Muhtıranın somut hedeflerinin olası akıbetine gelince; ya yeni cumhurbaşkanımızın eşi türbanlı olacaktır, ya da böyle olmasa bile, AKP’nin görüşünü benimsemiş bir cumhurbaşkanı seçilecektir. Ayrıca, ikinci hedefin aksine AKP belki de hak etmediği halde ve salt muhtıra nedeni ile daha da güçlenecektir.
Sonuç
Askeri müdahalelerin zararları olduğu, demokrasiyi askıya aldığı ya da sekteye uğrattığı, toplumumuzu demokrasi açısından geriye götürdüğü her defasında bizzat müdahaleciler tarafından bile kabul edilmektedir. Tüm müdahalelerde bu durumun geçici olduğu, en kısa zamanda yeniden demokrasiye dönüleceği vurgulanır. Ama müdahaleciler şu fikri de vurgularlar: “Başka çaremiz yoktu. Milleti daha kötüden kurtarmak için bunu yaptık.” Son elli yıllık siyaset tarihimiz göstermektedir ki müdahaleler milleti hiçbir şeyden kurtarmamakta, hiçbir zaman hedeflerine ulaşamamaktadır. 27 Nisan sonrasında böyle olmayacağını gösteren hiçbir emare yoktur.
Dikkat ederseniz yazımın hiçbir yerinde kendi siyasal tercihlerimi belirtmedim. Sübjektif değer yargılarına dayanmadım. Ben sosyal demokrasiye inanmış bir aydınım. İrticaın Türkiye için bir tehlike oluşturduğunu düşünüyorum. Ama bu düşüncelerimin tarihi gerçekleri değiştiremeyeceğini de biliyorum.
Yazımı Türk Silahlı Kuvvetleri’nin şimdiki ve gelecekteki komuta kademelerine yapacağım tavsiyelerle bitirmek isterim.
Tavsiyelerim
Türk Silahlı Kuvvetleri’nin eğitiminde tarih ve siyasal tarih önemli bir yer tutar.
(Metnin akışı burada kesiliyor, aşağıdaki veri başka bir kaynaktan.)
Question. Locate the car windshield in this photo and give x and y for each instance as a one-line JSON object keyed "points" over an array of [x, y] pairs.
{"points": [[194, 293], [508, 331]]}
Subaylarımıza doğru ve yerinde olarak tarihten ders almaları gerektiği öğretilir.
Bu nedenle tavsiyelerimin bir ağırlığı olacağını düşünmekteyim. Bu tavsiyemin kendi ideallerimle, siyasal görüşümle hiçbir ilgisi yoktur. Sadece tarihi gerçeklere dayandığını düşünüyorum.
Türk Silahlı Kuvvetleri’nin değerli mensupları. İdealleriniz ve amaçlarınız ne kadar ulvi, değerli ve haklı olursa olsun, bu amaçlara ulaşmak hiçbir zaman askeri müdahale yolu ile gerçekleştirilemez.
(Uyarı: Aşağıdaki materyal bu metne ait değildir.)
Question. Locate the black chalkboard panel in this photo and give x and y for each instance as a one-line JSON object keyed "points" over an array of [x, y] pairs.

Tarih göstermektedir ki, hiçbir müdahalede hedeflere ulaşılamamış, hatta çoğu kez hedeflerin tam tersi gerçekleşmiştir. Büyük bir olasılıkla 27 Nisan sonrasında da aynı sonuç ortaya çıkacak, buna karşılık, bir askeri müdahalenin tüm olumsuzlukları sebepsiz yere demokrasimizi zedeleyecektir.
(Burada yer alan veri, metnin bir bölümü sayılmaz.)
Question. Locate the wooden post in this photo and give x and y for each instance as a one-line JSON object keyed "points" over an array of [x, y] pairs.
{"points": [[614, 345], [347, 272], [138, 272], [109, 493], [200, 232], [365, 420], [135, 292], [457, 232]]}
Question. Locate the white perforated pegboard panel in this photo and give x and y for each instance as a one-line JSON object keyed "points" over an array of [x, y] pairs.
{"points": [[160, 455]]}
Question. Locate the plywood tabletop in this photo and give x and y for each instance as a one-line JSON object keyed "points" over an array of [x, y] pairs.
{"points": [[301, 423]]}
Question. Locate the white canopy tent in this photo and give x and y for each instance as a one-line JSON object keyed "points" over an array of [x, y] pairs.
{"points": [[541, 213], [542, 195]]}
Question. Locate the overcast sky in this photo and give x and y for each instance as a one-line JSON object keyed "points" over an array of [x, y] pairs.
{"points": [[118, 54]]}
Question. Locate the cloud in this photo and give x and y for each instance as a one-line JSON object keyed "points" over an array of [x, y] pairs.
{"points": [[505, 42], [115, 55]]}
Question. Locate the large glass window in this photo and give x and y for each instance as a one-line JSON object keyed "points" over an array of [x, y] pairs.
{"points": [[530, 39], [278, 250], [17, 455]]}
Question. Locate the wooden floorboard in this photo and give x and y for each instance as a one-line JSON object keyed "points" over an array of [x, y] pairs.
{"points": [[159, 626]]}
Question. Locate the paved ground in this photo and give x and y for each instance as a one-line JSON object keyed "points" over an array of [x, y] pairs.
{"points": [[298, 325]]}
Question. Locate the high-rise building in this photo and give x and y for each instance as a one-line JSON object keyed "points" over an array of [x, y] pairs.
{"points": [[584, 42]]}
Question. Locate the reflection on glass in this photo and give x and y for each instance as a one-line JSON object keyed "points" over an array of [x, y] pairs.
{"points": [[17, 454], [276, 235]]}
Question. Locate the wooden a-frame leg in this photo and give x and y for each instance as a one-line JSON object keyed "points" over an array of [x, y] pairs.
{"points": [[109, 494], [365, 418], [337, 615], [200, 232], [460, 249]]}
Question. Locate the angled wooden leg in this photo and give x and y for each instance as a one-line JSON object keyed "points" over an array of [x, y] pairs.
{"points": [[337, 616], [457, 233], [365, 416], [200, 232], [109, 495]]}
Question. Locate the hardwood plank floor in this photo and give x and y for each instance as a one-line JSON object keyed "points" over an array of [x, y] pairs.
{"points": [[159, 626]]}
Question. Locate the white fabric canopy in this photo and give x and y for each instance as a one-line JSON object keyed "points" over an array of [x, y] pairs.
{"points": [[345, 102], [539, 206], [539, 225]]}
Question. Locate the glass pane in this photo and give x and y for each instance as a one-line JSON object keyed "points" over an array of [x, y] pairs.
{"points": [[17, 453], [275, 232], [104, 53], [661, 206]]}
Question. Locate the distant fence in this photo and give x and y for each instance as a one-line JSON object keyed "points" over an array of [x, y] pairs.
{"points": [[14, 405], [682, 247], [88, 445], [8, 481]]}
Silahlı Kuvvetlerimizin komuta kademesine ve tüm mensuplarına şimdi ve gelecekte ‘müdahale’ olasılığını zihinlerinden tamamen silmelerini tavsiye ederim. Benimsenen amaç ve hedefler doğru, yerinde ve değerli olabilir. Ama müdahale yolu ile başarıya ve bu hedeflere ulaşmanın mümkün olmadığını yakın tarihimiz açık ve net bir biçimde göstermektedir.